Speaking of competition, just learned of a competitor here on HN in BuildJet[5], so if you don't want to manage your own runners check them out as well, unlike SurplusCI they actually offer to-the-minute on-demand runners, and the onboarding process looks way easier.

[EDIT] - Just to say, the list above is absolutely NOT the full list of platforms GitLab Runner supports -- it's pretty insane how many directions the community and GL have gone in. The Docker Machine integration (they maintain a fork) actually means you could run your single-use-machines on Scaleway or Hetzner easily as well, no need to muss or fuss with ASGs or k8s.

[0]: https://docs.gitlab.com/runner/configuration/runner_autoscal...

[1]: https://docs.gitlab.com/runner/configuration/runner_autoscal...

[2]: https://docs.gitlab.com/runner/executors/kubernetes.html

[3]: https://docs.gitlab.com/runner/executors/custom_examples/lxd...

[4]: https://surplusci.com

[5]: https://buildjet.com/for-github-actions

nicois3 years ago

So this is a big step forward in terms of avoiding the race condition where CI runners would accept new jobs during scale-in operations. But how do you ensure you only spawn new ephemeral runners as jobs become available? The webhook provides part of the answer, but do we need to use something like redis to ensure exactly one runner per queued job is started?

sascha_sl3 years ago

It'd be nice if we had an API for all jobs that still need a runner, but I don't think that'll happen.

anonymousDan3 years ago

Can someone tell me if GHA also supports non-ephemeral self hosted runners, and if so whether they work reliably? Any good resources for getting up and running with it quickly?

jffry3 years ago

GitHub's own documentation about GHA has a nav section titled "Hosting your own runners".

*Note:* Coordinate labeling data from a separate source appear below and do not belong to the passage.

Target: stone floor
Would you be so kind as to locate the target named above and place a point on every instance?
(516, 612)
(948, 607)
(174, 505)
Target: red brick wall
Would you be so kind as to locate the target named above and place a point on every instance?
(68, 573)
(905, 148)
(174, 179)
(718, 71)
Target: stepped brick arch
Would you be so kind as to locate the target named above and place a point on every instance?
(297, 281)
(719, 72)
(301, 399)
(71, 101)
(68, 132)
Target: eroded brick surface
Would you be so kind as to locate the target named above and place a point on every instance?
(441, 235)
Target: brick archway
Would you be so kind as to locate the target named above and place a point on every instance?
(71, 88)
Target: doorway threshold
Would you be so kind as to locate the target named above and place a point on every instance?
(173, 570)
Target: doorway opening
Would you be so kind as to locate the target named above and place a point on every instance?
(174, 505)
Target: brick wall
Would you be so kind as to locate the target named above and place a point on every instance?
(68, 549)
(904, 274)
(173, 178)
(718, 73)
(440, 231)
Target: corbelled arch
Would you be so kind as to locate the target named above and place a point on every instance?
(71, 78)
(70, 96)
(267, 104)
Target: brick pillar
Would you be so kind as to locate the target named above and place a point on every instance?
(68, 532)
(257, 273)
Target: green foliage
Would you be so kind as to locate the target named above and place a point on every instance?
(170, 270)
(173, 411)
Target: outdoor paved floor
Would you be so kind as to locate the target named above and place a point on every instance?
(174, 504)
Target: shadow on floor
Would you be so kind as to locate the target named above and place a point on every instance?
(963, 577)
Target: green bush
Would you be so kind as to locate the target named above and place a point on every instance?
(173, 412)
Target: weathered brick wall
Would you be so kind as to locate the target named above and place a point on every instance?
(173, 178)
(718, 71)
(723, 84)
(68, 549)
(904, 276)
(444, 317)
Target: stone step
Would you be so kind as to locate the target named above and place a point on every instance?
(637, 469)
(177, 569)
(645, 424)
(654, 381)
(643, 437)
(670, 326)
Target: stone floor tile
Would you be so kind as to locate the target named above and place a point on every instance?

Here's a link: https://duckduckgo.com/?q=github+actions+self+hosted+runners

I haven't used it myself so I can't speak to how well it works.

RyJones3 years ago

I use them with Hyperledger on a couple Mac Minis. They work fine.

NiekvdMaas3 years ago

This is great news. The only part missing is official docker support for the runner (I'm using an unofficial solution right now) and/or Alpine support.

mcintyre19943 years ago

The autoscaling piece is cool! One of the things that impressed me most about Gitlab CI was how easily we could get runners autoscaling in our own AWS environment. We'd run tiny instances as the actual runner, and they'd spin up bulky instances for different jobs with none of those running when nobody was working. It sounds like this might give a building block to build that in Github Actions.

elamje3 years ago

I wonder if/when GitHub is going to start offering a Heroku-like service or full IaaS. It seems like an incredible opportunity to slap GitHubs branding on top of a subset of Azure's infrastructure and try to beat Heroku or AWS.

smcleod3 years ago

The (previous) lack of ephemeral runners was one of my few gripes with GitHub Actions, great to see it's been released!

hirako20003 years ago

My main grip with Github is that it's pushing more tie in features to own the development experience even further. Github started as a community development hub, now trying to swallow us all, owning each bit of the development process to then own the market.

I don't have any affection for aws or gcp either, their attempt to dominate as de facto infrastructure and software provider is scary.

We don't need github actions. Spinning up machines that run cook books that can do anything, even at scale is ultimately more flexible and platform agnostic. If that's time consuming to make it work at scale, providers dedicated to that are out there.

sascha_sl3 years ago

It's an option, nothing more.

My main gripe with it that it has the same effect as MS Teams: Execs see that a new product enters the market, with a vendor they already have agreements with, and it's either bundled in for free or relatively cheap. Being the right solution for the job has already lost at that point.

spockz3 years ago

This phenomenon is also referred to “best of suite” over “best of breed”.